BSidesPDX-2025

The tale of the CET Shadow Stack bypass that almost saw the light of day
2025-10-25 , Talk 1

Intel's CET Shadow Stack is a CPU feature aimed at preventing Control-Flow Hijacking shenanigans by implementing a redundancy copy of the process stack, which can be verified for integrity through the program execution. Supporting CET Shadow Stacks in Linux applications is something that took a long long time to be implemented and deployed, and given the magnitude of changes required both in the kernel and in the toolchain, there was a reasonable chance that security details could be missed in the process. In this talk we'll cover the interactions between a kernel engineer and a security researcher regarding a last minute security finding that ended-up surfacing an intricate trade-off discussion around safety, performance and compatibility. These discussions led into redesigns of the shadow stack support at the brink of its release and are still relevant as new feature designs still stumble on the gritty details of these trade-offs.

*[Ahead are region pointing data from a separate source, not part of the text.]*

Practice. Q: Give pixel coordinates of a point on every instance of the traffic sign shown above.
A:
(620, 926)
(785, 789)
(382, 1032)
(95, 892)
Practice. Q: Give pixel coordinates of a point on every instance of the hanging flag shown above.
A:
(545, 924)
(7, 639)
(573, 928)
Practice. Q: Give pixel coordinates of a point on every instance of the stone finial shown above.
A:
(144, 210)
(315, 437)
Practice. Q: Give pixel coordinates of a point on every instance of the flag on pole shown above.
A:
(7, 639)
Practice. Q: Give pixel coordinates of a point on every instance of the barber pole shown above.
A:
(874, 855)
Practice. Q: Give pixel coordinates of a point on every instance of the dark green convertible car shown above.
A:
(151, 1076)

Besides the technical scope, this talk aims on emphasizing how the collaborations between software engineers and security researchers can be fruitful, fun and crucial to achieving more reliable security outcomes.


Open source warriors, security ninjas and apprentices, kernel sorcerers, toolchain forgers, low level dwellers.

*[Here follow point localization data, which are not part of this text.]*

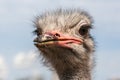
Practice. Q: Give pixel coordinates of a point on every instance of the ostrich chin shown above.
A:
(64, 39)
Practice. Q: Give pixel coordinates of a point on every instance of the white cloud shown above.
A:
(25, 59)
(3, 69)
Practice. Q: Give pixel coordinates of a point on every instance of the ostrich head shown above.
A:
(64, 40)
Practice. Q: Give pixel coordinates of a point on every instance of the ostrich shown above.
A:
(64, 40)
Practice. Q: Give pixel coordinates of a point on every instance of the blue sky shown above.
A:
(18, 54)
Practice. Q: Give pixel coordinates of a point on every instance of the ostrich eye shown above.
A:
(84, 30)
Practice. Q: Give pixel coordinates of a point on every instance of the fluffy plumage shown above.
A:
(64, 40)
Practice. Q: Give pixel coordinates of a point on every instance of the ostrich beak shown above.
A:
(55, 38)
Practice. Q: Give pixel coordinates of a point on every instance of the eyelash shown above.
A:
(84, 30)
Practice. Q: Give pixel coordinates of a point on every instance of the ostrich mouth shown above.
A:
(62, 41)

João Moreira is a systems security researcher passionate about compilers, OS internals, and digging deep into low-level bugs. At Microsoft, he works on securing cloud infrastructure by reviewing service designs, building secure architectures, and developing defenses against emerging threats. Prior to Microsoft, João worked at Intel, SUSE Linux, and spent time in academia, where he focused on low-level systems topics like control-flow integrity and binary live patching. His research was presented at conferences such as Black Hat Asia, the Linux Plumbers Conference, and the Linux Security Summit. Every now and then, João contributes to open-source projects like the LLVM compiler and the Linux kernel. More recently, he’s been trying to figure out this AI thingy — but he still struggles to write short conference bios with the help of chatbots.